Victim of the Great Compromise
The Easy Expedition (The Aldench Team, volume 1)
By Moira J Moore
2016’s The Easy Expedition is the first volume in Moira J. Moore’s The Aldench Team series.
The kingdom of Amnisa — so far from the gods, so close to the mighty empire of Aldance — is uncultured, weak, undisciplined, beneath contempt. Just ask anyone from Aldance. Amnisan provocation has earned a firm response from Aldance. Given the imbalance in power, the war of just retribution should have lasted weeks.
Three years later, the war is still dragging on. Not to worry; Aldance’s High Grade Fourteen Bevlo has a cunning plan.
Aldance believes that Amnisa’s unexpected resistance is due to the dark god Phillas, who gave his favored kingdom a swathe of bokra ground, a rare soil that offers unparalleled benefits to those who eat crops grown on it. Amnisa’s bokra ground is defended by the walls of Blake Castle, in the city of Halen.
While Amnisan defences are strong enough to make a probe in force infeasible, a small hand-picked team might be able to infiltrate, steal a sample of the bokra, and poison the rest. Because the Amnisan King is in residence at Blake Castle, the same elite team can also decapitate the King and thus the Amnisan state.
The plan is bold; it poses considerable danger for the heroes who accept the assignment. Bevlo accepts the risks involved. The good of kingdom demands sacrifice. So Bevlo won’t be going in person: he is obviously too important to the war effort. Edana, Niles, Mareth, Empolo, il Havoc, and Frayne, on the other hand, have just the right combination of skill and expendability to be volun-told to accept the mission.
It’s a new team and some of the members are still strangers to each other. Which poses a certain challenge to group cohesion. Nonetheless, they bravely head north to deal with the Amnisan menace. Between them and the castle lie both wilderness and thickly settled farmland, as well as enemy soldiers with a supernatural talent for walking unseen. And there’s worse to come:
The true cause of the war.
~oOo~
The team has the most remarkable luck when it comes to encountering poorly defended high-ranking enemy officers. Part of their luck may be due to the fact that they are sneaking behind the front lines, which is where you would expect to find officers. It may also be that the Amnisans really do seem to be as poorly disciplined and crap at security as the Aldench think they are[1]. But of course the main reason is plot. You wouldn’t have much of one if the entire team were taken out fifty pages into the book.
Sometimes I read a book and I wonder “is the author by chance a Canadian?” Not this time. I know she must be Canadian: the parallels between the US and Aldance on one hand and Canada and Amnisa seemed pretty obvious.
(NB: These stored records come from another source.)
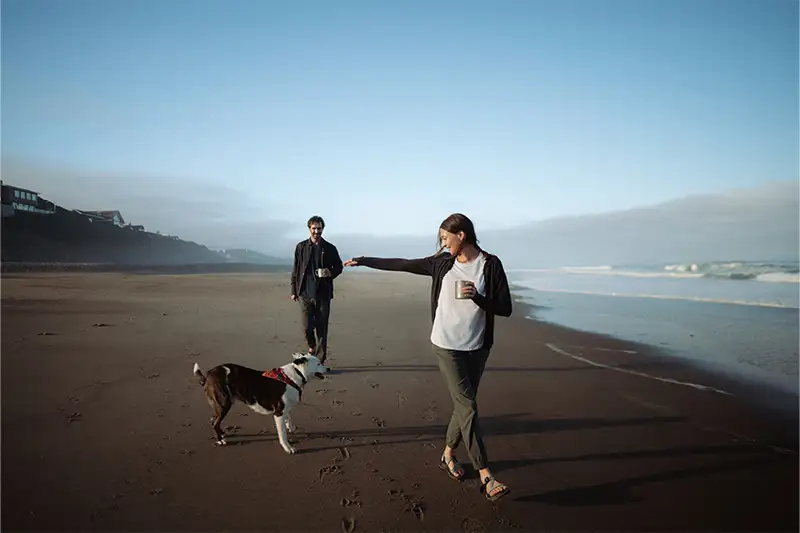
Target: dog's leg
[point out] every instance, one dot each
(288, 421)
(216, 421)
(280, 425)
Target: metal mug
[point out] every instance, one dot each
(460, 283)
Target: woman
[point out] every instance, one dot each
(463, 331)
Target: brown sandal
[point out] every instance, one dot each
(444, 464)
(495, 484)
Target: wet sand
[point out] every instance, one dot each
(106, 429)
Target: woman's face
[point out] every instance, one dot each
(452, 241)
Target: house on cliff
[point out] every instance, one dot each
(20, 199)
(113, 217)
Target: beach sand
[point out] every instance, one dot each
(104, 426)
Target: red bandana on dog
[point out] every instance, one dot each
(279, 375)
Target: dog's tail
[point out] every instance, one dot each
(199, 374)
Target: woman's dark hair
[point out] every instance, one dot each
(458, 222)
(316, 219)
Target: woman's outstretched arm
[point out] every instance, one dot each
(422, 267)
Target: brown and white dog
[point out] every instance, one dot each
(273, 392)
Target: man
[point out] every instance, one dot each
(316, 265)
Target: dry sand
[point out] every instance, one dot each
(105, 427)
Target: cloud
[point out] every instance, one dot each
(759, 223)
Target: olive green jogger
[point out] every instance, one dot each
(462, 372)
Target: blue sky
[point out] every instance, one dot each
(387, 116)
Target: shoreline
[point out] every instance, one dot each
(582, 447)
(757, 389)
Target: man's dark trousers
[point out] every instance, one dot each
(316, 312)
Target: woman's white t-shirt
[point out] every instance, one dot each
(460, 324)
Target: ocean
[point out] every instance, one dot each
(735, 318)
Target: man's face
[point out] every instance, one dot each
(315, 229)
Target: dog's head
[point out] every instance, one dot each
(309, 365)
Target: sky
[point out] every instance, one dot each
(236, 121)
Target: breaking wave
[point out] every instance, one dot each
(737, 270)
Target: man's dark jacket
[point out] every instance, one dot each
(330, 260)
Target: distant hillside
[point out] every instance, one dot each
(68, 237)
(244, 255)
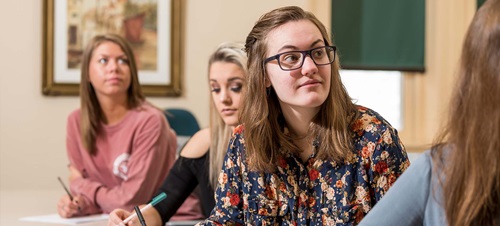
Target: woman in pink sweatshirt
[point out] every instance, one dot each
(120, 147)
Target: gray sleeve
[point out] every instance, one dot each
(405, 202)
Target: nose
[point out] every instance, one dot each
(112, 65)
(309, 67)
(224, 97)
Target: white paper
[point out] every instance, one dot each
(55, 218)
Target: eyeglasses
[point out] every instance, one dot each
(292, 60)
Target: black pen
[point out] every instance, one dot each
(67, 191)
(139, 215)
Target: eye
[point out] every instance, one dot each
(215, 90)
(318, 53)
(290, 57)
(236, 87)
(123, 61)
(103, 61)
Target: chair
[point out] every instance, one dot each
(183, 123)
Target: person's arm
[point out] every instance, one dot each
(228, 208)
(404, 203)
(180, 183)
(153, 147)
(388, 161)
(80, 204)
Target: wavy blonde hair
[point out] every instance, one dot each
(467, 151)
(91, 111)
(220, 132)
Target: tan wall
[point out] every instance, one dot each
(32, 126)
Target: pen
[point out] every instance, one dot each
(69, 194)
(65, 188)
(153, 202)
(139, 215)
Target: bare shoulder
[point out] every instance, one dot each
(198, 145)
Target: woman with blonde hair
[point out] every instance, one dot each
(201, 159)
(120, 147)
(457, 182)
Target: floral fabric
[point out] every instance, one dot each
(316, 192)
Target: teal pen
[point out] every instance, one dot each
(153, 202)
(69, 193)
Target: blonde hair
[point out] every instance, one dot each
(91, 111)
(220, 131)
(467, 151)
(261, 114)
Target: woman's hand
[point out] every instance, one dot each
(67, 208)
(117, 216)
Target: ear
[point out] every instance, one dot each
(268, 82)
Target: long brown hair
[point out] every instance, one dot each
(467, 151)
(91, 111)
(220, 132)
(261, 113)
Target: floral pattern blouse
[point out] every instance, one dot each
(317, 192)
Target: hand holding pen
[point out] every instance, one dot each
(68, 205)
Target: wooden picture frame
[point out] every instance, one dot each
(60, 69)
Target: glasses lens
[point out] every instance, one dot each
(323, 55)
(291, 60)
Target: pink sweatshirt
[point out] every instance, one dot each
(132, 160)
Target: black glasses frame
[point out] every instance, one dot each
(304, 55)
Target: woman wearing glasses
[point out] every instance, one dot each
(305, 154)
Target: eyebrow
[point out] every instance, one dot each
(229, 80)
(106, 55)
(286, 47)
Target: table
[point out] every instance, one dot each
(15, 204)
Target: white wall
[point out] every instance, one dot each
(32, 126)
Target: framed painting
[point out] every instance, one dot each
(154, 28)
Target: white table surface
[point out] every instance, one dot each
(15, 204)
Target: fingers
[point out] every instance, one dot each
(67, 208)
(117, 216)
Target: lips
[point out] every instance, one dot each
(114, 80)
(228, 111)
(310, 82)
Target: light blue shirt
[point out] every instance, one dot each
(414, 199)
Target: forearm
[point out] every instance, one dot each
(178, 186)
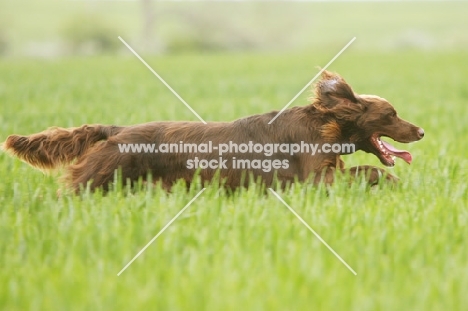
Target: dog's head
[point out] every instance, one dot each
(363, 120)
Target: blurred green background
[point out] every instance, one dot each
(59, 28)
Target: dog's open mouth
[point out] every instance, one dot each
(387, 153)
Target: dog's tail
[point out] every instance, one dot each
(57, 146)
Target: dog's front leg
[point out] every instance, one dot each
(372, 174)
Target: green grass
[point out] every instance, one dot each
(245, 251)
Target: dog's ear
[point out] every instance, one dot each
(332, 90)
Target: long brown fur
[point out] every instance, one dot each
(336, 115)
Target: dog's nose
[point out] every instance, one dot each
(420, 132)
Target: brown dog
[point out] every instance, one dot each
(337, 115)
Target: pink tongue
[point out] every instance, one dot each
(402, 154)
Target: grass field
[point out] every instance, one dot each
(247, 251)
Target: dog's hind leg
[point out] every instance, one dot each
(372, 174)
I don’t think I am reading my own obsessions into the text when I see similarities between the war in this novel and the War of 1812, which was an attempted — failed — land grab by the Americans, who had hoped to take advantage of the Empire’s focus on stopping the Beast of Corsica in Europe [2].
The revelation that the Aldench authorities have shaded the truth about why the war began and who actually began it brings to mind a more recent American conflict, also intended to be a short victorious war. That one involved illusionary WMDs and more expendable troops than could be domiciled permanently within the bounds of Arlington cemetary.
I grokked fairly early just where the plot was headed …
… but it’s always interesting to see how a time tested plot will play out in this case, Will the disillusioned survivors of the team return home to overthrow their corrupt government? Will the Aldench soldiers simply switch sides? Could there be another option? I will have to read the rest of the books in the series to find out. So, not exactly a cliffhanger warning but definitely a series hook warning.
The Easy Expedition is available here.
1: The Amnisan ability to walk unseen is magical in nature. I suspect that that it hampers them as much as it does their enemies. The Amnisans see invisibility not as a gift, but as a curse.
2: Of course real wars often have more than one goal and so did the War of 1812: Americans were also keen on providing Canadians with that popular retort “Yeah? Well, we burned the White House.” Which is true in every sense save the merely factual.